• Transposon-derived repeats in the human genome and 5-methylcytosine-associated mutations in adjacent genes

      Bjornsson, Hans T; Ellingsen, Lotta M; Jonsson, Jon J (Elsevier/North-Holland, 2006-03-29)
      Transposon-derived repeats (TDR) represent approximately 50% of the human genome. A transposon suppression system has been proposed to explain why transposon-derived repeats (TDR) seldom cause mutations in humans. If this system is based on DNA methylation, a correlation might exist between amount of TDR adjacent to genes and frequency of coding sequence mutations due to m5C deaminations. To test this hypothesis we selected 385 genes based on availability of accurate information on their genome structure and mutation patterns (at least 10 mutations described in the Human Gene Mutation Database (HGMD)). The CENSOR program was used to estimate amount and class of TDR for the gene region and an arbitrarily selected 1 KB from each end. We assumed all C --> T transitions to be possible 5-methylcytosine-associated mutations (MAM) and calculated the number and proportion of MAM in the 385 genes. If there is a strong correlation between methylation of certain CpX dinuclecotides and TDR we might be able to detect it despite limitations of available data for this analysis. We found statistically significant correlations between: i) TDR and number of MAM in genes (r = 0.118, p = 0.02), ii) SINE-TDR and proportion of CpG --> TpG (r = 0.11, p = 0.03); limited to MIR elements only (r = 0.14, p = 0.006), and iii) LINE-TDR and proportion of CpT --> TpT (r = 0.166, p = 0.04). The group of genes with no TDR had a statistically significant lower proportion of MAM (184/479, 0.38 vs. 6466/14524, 0.46; p = 0.009) with differences noted for CpA --> TpA (35/479, 0.073 vs. 1380/11474; p = 0.003).
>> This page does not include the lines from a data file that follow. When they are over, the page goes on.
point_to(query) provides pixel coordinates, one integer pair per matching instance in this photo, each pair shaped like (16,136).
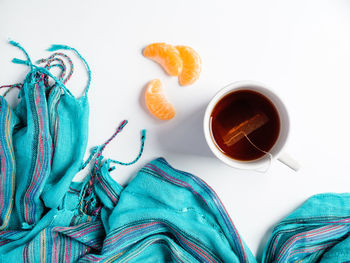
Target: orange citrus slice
(191,65)
(156,101)
(166,55)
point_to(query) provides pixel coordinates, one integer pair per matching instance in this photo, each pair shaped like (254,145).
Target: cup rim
(243,85)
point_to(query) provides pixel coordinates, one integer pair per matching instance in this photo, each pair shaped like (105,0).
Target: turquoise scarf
(162,215)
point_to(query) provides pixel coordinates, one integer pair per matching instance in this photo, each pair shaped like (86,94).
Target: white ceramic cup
(277,149)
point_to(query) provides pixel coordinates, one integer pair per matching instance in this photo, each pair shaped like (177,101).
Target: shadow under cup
(283,127)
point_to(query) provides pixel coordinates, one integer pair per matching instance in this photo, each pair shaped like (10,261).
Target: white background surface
(300,48)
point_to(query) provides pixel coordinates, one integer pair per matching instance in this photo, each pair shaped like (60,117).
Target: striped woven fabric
(318,231)
(162,215)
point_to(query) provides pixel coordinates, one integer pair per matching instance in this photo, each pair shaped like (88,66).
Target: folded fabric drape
(162,215)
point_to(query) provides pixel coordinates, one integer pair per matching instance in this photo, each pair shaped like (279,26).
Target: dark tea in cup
(244,125)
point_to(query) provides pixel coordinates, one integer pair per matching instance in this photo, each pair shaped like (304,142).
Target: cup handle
(286,159)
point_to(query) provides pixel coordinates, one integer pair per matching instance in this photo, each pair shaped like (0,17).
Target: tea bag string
(261,150)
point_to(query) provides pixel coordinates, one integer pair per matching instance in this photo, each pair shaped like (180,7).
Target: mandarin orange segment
(166,55)
(156,101)
(191,65)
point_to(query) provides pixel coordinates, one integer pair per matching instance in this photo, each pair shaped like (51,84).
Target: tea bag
(245,128)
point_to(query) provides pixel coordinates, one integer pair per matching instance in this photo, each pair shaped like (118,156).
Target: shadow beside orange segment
(191,65)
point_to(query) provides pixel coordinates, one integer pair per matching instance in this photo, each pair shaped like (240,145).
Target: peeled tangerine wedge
(166,55)
(156,101)
(191,65)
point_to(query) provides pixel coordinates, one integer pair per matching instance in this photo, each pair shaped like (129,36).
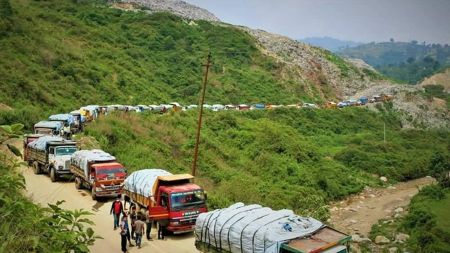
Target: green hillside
(298,159)
(59,55)
(408,62)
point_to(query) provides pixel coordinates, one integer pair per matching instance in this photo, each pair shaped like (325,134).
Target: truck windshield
(110,173)
(65,150)
(184,199)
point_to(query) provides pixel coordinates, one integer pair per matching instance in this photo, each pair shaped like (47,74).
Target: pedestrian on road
(133,217)
(139,226)
(116,210)
(162,226)
(148,223)
(123,234)
(128,231)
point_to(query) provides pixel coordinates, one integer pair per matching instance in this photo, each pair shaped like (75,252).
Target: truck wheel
(53,175)
(78,184)
(94,197)
(36,168)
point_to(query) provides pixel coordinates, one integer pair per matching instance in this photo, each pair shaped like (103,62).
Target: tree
(5,9)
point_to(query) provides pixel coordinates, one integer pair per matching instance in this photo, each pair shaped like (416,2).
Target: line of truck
(171,197)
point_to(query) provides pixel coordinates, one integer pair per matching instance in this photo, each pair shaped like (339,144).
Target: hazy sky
(358,20)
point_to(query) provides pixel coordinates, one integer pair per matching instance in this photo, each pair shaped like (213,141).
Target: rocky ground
(358,213)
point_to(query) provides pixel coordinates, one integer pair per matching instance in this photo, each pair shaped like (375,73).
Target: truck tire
(94,197)
(36,168)
(78,184)
(53,175)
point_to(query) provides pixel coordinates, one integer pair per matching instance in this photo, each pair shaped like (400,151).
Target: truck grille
(67,165)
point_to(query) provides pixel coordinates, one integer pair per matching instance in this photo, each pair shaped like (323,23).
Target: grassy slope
(57,56)
(298,159)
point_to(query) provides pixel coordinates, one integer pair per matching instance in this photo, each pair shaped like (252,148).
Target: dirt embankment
(358,213)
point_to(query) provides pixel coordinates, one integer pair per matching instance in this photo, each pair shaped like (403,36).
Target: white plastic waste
(82,158)
(252,228)
(142,181)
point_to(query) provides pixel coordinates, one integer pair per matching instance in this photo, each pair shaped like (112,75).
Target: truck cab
(48,127)
(179,203)
(106,179)
(59,158)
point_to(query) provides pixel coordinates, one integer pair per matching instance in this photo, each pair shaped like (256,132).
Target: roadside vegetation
(27,227)
(297,159)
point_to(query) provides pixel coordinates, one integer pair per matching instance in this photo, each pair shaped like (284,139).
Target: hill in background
(406,62)
(329,43)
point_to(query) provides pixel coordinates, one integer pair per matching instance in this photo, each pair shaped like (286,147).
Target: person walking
(162,225)
(116,210)
(148,223)
(139,230)
(123,234)
(133,217)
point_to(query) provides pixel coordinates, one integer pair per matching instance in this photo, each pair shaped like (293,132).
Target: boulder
(393,250)
(401,237)
(381,240)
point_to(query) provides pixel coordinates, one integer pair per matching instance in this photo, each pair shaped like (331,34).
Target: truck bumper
(107,193)
(181,229)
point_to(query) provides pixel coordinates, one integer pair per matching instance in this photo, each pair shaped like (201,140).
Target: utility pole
(199,126)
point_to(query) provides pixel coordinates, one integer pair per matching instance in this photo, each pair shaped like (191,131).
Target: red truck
(171,197)
(98,171)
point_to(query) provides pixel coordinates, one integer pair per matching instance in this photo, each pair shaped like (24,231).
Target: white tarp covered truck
(170,197)
(98,171)
(255,229)
(50,154)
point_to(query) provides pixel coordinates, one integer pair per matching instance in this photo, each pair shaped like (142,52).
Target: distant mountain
(329,43)
(409,62)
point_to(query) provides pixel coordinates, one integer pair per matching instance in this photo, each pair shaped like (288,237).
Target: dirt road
(358,213)
(41,190)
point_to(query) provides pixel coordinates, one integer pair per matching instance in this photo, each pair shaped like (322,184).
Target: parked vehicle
(217,107)
(168,196)
(48,127)
(330,105)
(49,154)
(243,107)
(256,229)
(258,107)
(67,120)
(78,121)
(26,140)
(98,171)
(364,100)
(230,107)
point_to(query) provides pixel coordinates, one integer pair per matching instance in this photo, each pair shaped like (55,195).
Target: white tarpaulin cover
(63,117)
(142,181)
(252,228)
(49,124)
(81,158)
(41,142)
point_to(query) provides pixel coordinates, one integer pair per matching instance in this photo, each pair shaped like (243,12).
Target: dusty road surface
(358,213)
(41,190)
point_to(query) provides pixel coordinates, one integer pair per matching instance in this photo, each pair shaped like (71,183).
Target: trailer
(50,154)
(48,127)
(257,229)
(99,172)
(167,197)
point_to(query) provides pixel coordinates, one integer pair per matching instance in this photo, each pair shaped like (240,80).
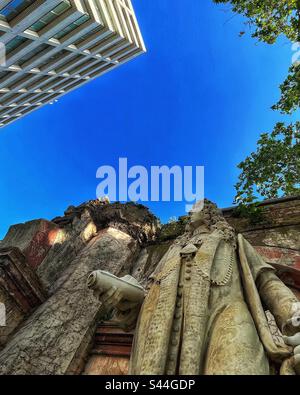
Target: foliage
(270,18)
(290,92)
(274,169)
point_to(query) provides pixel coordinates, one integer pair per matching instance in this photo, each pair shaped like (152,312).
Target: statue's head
(201,216)
(205,217)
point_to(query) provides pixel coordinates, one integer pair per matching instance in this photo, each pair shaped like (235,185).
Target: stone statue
(204,311)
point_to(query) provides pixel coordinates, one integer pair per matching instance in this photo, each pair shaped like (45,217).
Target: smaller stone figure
(205,309)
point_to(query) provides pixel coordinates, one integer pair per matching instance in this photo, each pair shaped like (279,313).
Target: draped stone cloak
(176,325)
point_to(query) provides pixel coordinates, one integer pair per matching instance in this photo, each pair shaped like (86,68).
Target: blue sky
(200,96)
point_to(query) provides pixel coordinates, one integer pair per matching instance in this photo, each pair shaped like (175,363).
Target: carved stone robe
(204,311)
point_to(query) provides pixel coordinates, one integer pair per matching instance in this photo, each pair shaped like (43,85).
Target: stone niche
(20,290)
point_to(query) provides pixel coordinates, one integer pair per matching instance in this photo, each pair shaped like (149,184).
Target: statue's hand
(294,341)
(126,312)
(110,299)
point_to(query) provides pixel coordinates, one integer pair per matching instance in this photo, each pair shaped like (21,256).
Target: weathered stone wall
(55,339)
(120,238)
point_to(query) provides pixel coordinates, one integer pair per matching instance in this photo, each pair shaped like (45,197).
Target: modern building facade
(54,46)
In addition, CpT --> TpT were least common in genes with no TDR (8/479, 0.017), intermediate in genes with TDR in genomic sequence but not mRNA (337/11474, 0.029) and most common in genes with TDR within mature mRNA (121/3050, 0.040; p for trend = 0.003). Our data suggest that TDR adjacent to genes may sometimes influence methylation of cytosines in coding sequences to a degree that it affects mutation patterns. These observations should be followed up with further database analysis and biochemical studies.